## Piecewise Exponential Models in R:

Recidivism in the U.S.

This is an illustration of piecewise exponential survival using R,
relying on the functions `pwe()`

to create pseudo-observations
and `glm()`

to fit the model using the Poisson equivalence.

#### The Data

The dataset we will consider is analyzed in Wooldridge (2002) and
credited to Chung, Schmidt and Witte (1991). The data pertain to a
random sample of convicts released from prison between July 1, 1977
and June 30, 1978. Of interest is the time until they return to
prison. The information was collected retrospectively by looking at
records in April 1984, so the maximum length of observation is 81
months.
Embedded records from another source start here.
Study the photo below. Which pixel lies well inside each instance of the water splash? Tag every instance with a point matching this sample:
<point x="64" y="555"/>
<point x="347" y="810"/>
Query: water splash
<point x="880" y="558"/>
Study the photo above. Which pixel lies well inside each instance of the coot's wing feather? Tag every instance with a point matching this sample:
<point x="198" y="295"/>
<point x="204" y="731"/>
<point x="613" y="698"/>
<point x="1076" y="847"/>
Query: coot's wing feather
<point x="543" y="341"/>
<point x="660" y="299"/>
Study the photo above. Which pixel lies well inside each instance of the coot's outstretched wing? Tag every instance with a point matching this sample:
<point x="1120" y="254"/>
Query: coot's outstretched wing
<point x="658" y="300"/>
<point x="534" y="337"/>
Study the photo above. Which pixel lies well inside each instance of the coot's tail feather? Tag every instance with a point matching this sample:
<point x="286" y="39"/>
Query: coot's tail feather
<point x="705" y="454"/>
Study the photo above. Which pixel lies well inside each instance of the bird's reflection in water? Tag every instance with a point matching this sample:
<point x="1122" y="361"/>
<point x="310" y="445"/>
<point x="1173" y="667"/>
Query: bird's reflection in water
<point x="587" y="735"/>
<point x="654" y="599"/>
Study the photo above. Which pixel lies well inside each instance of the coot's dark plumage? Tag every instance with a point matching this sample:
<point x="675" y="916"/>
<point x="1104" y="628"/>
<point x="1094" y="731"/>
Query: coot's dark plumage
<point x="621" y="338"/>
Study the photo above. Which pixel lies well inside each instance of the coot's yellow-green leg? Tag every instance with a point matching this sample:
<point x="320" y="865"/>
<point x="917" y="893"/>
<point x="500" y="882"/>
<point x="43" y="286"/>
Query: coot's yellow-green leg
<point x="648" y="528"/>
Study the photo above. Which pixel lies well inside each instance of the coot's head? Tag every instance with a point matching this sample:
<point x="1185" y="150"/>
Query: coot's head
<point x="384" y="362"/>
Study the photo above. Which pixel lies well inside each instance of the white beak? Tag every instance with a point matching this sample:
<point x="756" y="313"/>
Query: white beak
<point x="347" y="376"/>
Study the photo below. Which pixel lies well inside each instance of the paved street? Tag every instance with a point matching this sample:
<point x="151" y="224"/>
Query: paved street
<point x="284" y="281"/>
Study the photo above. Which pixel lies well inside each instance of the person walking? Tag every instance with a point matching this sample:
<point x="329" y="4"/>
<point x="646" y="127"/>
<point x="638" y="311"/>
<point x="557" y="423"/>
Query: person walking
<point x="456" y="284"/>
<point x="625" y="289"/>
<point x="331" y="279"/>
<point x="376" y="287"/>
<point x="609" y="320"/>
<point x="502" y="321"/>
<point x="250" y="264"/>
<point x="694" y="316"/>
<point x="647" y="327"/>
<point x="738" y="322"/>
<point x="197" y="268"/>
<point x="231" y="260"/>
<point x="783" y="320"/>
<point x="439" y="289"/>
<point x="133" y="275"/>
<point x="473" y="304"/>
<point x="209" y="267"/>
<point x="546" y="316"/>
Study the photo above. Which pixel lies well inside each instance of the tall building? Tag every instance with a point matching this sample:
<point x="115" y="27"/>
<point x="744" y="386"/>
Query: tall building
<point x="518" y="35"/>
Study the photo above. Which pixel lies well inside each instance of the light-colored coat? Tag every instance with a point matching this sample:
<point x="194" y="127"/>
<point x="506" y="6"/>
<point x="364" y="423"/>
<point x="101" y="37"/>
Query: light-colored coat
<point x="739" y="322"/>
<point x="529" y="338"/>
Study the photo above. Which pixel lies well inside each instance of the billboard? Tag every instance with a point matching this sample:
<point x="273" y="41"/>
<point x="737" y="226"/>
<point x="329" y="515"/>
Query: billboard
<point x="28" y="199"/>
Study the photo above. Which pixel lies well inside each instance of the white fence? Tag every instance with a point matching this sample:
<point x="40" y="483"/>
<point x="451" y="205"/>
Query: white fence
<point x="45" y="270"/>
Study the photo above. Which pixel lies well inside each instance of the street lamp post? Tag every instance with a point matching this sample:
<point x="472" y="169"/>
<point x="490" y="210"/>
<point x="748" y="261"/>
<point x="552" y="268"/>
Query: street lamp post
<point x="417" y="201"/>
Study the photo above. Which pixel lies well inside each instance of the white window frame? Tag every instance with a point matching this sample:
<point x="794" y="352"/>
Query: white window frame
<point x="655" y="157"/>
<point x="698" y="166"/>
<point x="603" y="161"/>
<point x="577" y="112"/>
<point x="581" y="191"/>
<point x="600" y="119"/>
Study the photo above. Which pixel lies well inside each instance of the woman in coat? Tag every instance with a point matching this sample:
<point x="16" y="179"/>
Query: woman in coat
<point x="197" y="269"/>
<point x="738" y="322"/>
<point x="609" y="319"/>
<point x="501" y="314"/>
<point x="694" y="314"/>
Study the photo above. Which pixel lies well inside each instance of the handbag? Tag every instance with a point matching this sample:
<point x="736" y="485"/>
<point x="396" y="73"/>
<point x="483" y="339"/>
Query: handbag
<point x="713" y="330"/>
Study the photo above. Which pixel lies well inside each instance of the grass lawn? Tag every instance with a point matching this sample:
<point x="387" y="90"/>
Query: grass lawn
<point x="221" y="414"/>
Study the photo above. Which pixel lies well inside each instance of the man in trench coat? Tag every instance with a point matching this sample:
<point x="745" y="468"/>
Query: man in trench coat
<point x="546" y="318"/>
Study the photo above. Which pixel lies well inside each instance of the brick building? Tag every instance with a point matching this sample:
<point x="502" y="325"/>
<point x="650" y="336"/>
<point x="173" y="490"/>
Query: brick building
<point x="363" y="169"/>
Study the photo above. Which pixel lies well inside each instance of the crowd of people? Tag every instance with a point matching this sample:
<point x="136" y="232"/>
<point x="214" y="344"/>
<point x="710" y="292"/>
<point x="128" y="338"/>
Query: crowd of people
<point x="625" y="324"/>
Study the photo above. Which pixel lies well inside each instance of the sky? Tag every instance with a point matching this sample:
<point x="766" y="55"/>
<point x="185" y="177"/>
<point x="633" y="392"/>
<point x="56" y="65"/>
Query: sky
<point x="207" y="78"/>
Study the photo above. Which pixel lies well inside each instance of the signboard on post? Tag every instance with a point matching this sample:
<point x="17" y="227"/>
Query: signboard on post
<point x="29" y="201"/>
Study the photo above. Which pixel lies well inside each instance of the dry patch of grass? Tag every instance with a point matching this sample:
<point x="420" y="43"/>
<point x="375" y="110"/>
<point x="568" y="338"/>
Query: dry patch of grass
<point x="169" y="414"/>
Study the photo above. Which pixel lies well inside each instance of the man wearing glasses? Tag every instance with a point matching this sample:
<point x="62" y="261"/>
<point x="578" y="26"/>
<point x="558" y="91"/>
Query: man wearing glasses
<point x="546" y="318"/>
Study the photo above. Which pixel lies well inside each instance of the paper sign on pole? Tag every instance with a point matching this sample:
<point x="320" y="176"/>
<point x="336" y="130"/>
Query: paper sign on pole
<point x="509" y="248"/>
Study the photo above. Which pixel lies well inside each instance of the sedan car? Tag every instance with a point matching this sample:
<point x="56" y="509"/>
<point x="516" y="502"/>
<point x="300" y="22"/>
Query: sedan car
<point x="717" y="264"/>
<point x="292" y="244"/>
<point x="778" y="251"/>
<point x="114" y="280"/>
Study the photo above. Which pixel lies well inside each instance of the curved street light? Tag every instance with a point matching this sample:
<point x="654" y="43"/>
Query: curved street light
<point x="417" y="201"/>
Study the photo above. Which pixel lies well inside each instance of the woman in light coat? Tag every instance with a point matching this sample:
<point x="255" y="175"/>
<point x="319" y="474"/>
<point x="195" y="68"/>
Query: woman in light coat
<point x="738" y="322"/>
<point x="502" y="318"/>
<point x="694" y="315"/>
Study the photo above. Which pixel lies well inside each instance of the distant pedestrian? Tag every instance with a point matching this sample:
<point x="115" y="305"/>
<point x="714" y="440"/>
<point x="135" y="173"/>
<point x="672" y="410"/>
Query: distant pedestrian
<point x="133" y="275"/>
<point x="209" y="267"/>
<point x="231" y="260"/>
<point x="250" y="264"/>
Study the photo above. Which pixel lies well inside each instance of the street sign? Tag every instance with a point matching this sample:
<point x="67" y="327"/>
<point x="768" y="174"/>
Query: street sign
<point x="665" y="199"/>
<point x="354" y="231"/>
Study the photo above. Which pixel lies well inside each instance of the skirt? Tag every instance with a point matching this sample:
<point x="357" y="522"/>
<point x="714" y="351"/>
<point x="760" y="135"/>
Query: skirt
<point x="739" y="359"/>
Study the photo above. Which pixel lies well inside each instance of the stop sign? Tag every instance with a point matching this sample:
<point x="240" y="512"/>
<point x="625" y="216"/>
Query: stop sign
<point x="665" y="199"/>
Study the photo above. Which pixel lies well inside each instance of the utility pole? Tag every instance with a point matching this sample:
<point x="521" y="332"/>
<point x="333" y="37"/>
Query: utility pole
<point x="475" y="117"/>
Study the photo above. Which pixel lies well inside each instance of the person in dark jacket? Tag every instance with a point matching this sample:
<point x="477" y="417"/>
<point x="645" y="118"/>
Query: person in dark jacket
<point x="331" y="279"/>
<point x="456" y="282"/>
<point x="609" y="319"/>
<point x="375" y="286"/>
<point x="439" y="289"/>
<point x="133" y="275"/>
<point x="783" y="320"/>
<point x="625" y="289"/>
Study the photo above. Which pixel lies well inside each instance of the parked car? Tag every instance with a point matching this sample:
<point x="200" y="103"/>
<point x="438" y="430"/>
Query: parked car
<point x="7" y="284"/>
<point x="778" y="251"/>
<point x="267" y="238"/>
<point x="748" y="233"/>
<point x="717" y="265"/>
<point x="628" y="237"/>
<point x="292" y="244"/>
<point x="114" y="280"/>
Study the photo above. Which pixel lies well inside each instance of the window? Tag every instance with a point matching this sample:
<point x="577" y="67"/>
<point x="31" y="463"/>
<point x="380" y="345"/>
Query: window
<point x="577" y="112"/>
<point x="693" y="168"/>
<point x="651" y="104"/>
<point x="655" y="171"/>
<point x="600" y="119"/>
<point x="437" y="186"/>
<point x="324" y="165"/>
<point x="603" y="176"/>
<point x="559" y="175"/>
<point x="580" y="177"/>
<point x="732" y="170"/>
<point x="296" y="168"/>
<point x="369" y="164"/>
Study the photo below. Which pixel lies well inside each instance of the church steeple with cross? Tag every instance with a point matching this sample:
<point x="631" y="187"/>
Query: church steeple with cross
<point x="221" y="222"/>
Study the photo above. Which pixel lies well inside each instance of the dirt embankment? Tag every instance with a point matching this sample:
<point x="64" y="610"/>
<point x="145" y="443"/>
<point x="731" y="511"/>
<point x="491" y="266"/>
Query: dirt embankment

The data are available from the Stata website in Stata
format. We use the `foreign`

library to read them into R

> library(foreign) > recid <- read.dta("http://www.stata.com/data/jwooldridge/eacsap/recid.dta") > nrow(recid) [1] 1445

I get a warning that "R cannot read factor labels from Stata 5 files" but it seems harmless, as the data look Ok. The file has a censoring indicator, which we subtract from 1 to get a failure indicator. We also create an id variable and list observation number 9, which goes back to prison after 54 months.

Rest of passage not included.